Ülfet’in kalbinin derinliklerine girmek güzeldi, orada
yalnızlığını, yaralarını gördük. Böylece Ülfet gözümüzde daha insani bir hale
büründü. Ülfet’in, içeriden gollum gibi çıktığı o gizli odasında bebek eşyaları
olabileceğini tahmin etmiştim. O oda, tüm o eşyalar, bebekler, oyuncaklarla
birlikte masal dünyası gibiydi ama “Kibritçi Kız” masalı gibi acıklı bir masal
dünyasıydı, yürek burkan bir tarafı vardı. Açıkçası ardındaki hikayeyi
öğrenince de içim acıdı. Ülfet konusunda da kararsız kaldım.
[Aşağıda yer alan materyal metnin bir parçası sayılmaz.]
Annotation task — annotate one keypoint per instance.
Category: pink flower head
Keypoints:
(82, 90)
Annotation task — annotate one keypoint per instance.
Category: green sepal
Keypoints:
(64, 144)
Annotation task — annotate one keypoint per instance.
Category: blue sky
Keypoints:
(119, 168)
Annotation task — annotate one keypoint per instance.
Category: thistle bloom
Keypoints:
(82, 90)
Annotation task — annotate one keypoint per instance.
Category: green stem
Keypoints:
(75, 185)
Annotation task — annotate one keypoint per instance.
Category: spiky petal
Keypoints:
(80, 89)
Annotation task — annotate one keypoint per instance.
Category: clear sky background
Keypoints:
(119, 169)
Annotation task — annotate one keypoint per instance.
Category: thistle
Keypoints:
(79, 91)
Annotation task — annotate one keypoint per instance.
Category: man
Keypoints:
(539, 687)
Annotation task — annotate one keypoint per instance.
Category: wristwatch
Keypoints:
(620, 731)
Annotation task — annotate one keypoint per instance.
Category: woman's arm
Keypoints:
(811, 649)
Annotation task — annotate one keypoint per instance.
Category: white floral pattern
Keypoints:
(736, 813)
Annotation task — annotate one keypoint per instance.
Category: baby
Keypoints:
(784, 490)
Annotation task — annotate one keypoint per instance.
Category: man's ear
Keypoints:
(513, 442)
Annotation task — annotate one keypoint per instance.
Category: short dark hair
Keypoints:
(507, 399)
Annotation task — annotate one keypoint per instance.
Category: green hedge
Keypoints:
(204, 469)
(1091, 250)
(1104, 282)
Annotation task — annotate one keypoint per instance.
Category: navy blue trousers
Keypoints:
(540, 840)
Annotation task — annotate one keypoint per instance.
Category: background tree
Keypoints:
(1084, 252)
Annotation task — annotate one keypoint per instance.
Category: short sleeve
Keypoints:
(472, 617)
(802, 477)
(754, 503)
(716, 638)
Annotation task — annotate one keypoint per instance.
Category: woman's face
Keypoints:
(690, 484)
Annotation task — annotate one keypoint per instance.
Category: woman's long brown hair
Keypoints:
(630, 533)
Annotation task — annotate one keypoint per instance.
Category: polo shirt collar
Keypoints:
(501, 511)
Babasını yanlışlıkla öldürdüğü bebeğinin yüzüne
bakamayacak kadar duygusal bir kadın mı, yoksa onca yıllık çabasını bir kalemde
silip atabilecek kadar acımasız biri mi bilemedim.
Esma ve ailesini kendi evinde oturtarak onlardan intikam
aldığını düşünmüştü ama onların mutluluğunun, her durumda dayanışma halinde
olmasının altında ezilmeye başlıyor. Aslında mesele illa da çocuk, torun sahibi
olmak değil. Mesele gerçek bir yaşama, sağlam yol arkadaşlarına sahip olmak. Ülfet
de çocuk doğuramasa bile, sırtını dayayabileceği sıkı dostlar edinebilirdi, o apartmanda her akşam
toplaştığı komşuları olabilirdi veya bir çocuk evlat edinebilirdi. İşi,
kariyeri dışında yalnızlığını giderecek daha sahici şeylere sarılabilirdi. Bunlar
da kimi insan için yeterli olabilir elbette ama Ülfet’in içindeki boşluğu
doldurmaya yetmemiş ki kapısını örtüp maskelerini çıkardığında, mutsuzluğu ve
eksikliği her yerinden akıyor.
Öte yandan, iki dakika önce bitik haldeyken, iki dakika
sonra instagrama attığı pozlar, altına yalandan döşediği yapmacık cümleler
de, bu devir için o kadar tanıdık ki. Keşfet kısmına bakarsanız, çoğu hesabın
böyle gün aşırı, samimiyetsiz paylaşımlar yaptığını görürüz. Sorsanız belki Esma instagramın ne
olduğunu bilmez, daha geçen hafta görüntülü aramayı öğrendi neredeyse. Ve bunun
için Ülfet onu küçümseyebilir de, ama Esma mutluluğu, övgüyü sanal alemde değil
gerçek dünyada buluyor. Torunlarının bir gülüşü, oğullarının bir sıcak
sarılması, Nurgül’ün onu düşünerek yaptığı kahve, gelecek yüz binlerce
beğeniden, yalandan paylaşılan emojilerden çok daha değerli. Çünkü onlarda
gerçeğin sıcaklığı var.
Burnuma bir kıskançlık kokusu geldi sanki.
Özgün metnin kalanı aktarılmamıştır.